As the names imply, both Weighted Average Cost of Capital (WACC) and Marginal Cost of Capital measure cost of capital. Capital is any money used to finance a business and/or its operations and can include a number of sources and methods. These sources may include traditional debt or equity financing or owner financing. Other forms of financing include grants, gains on investment capital, retained earnings, accrual financing contracts and forward payment agreements on capital.
Marginal cost of capital
Different types of capital are used in different amounts and for different costs. It is the costs of capital that is marginal and may involve or include a basic interest rate cost structure. For example, if Company A acquires a loan for $100K at an interest rate of 7% for one year, compounded annually, that capital will cost $7K. A simple average cost of capital may not accurately represent the true cost of capital for a company. For example, if Company A is financed by 1) $100K of debt at 7%, 2) $50K of equity at 12% and 3) $75K of owner financing at 0%, the average cost of capital would be 7% + 12% + 0% divided by 3=%19/3=6.33%. However this cost is not accurate because it does not take into account the different amounts of money at the different rates. In order to amend this discrepancy in calculation, the weighted average cost of capital is used.
Weighted average cost of capital
Weighted average cost of capital multiplies the amount of capital by the percent rate of cost for that capital as a proportional percentage of total capital and then averages 2 or more costs that are calculated in the same way. This can be further understood by dividing the previous sentence into two concepts 1) average amount of total capital and 2) percentage cost of capital type. Using the above example concept 1 is illustrated below:
Concept 1: Average Amount of Total Capital
If 3 types of capital are used; one at 44.44% of total capital, two at 22.22% of capital, and 3 at 33.33% of total capital the three added together add up to 99.99% of total capital. These 3 percentages are the proportions by which each rate of capital cost must be multiplied by in order to obtain the weighted average cost of capital.
Concept 2: Percentage Cost of Capital
The percentage cost of capital takes the marginal cost of capital and multiplies that by the proportional cost of capital. To continue illustrating with the above example, Company A uses $7K at 7% of debt at 44.44% of total capital that equals a proportional rate of 3.11%. Using the same reasoning for the $50K of equity at 12% and $75K of owner financing at 0%, WACC becomes 3.11% + 2.66% + 0%=5.77%/3=1.9233%. So the weighted average cost of capital is 1.9233% and is a more accurate representation of Company A's cost.
Marginal cost of capital and weighted average cost of capital a cost values that help a company manage its capital budgeting and asset management operations. Without knowing cost of capital, a company is less able to determine what rate of return projects and investments are required in order to break even, or surpass initial cost to acquire a profit margin. Marginal Cost of Capital may involve less calculation than WACC, however marginal cost may be calculated by incorporating tax rates, overhead, insurance or any other cost associated with acquiring the particular capital.

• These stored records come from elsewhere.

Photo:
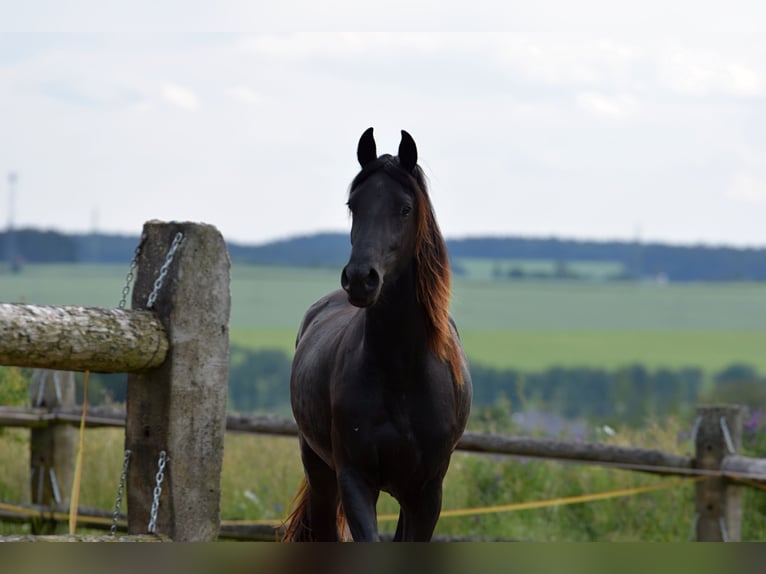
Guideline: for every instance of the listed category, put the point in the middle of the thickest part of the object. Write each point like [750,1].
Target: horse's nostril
[344,280]
[372,280]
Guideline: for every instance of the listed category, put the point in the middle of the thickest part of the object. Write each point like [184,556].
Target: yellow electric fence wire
[74,500]
[521,505]
[556,501]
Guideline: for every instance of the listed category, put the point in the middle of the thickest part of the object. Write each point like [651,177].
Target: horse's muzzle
[361,283]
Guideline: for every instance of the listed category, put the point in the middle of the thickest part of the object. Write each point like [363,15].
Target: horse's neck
[397,319]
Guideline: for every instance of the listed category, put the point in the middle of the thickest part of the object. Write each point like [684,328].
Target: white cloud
[612,107]
[179,96]
[244,95]
[748,188]
[702,73]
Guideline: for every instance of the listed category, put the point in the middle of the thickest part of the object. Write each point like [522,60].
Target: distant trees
[678,263]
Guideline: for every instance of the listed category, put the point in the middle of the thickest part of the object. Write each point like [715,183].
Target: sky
[580,120]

Marginal cost of capital can be included in the weighted average cost of capital calculation because each type of capital when weighted itself has marginal cost. Thus, marginal cost of capital and weighted average cost of capital are not necessarily mutually exclusive. Moreover, weighted average cost of capital generally cannot be a component of marginal cost of capital whereas the inverse is true for marginal cost of capital. Marginal cost of capital and WACC are important cost variables used in finance, accounting, project management, strategic management in addition to non-corporate analysis of the company such as in auditing, investment analysis, tax regulation and external financing.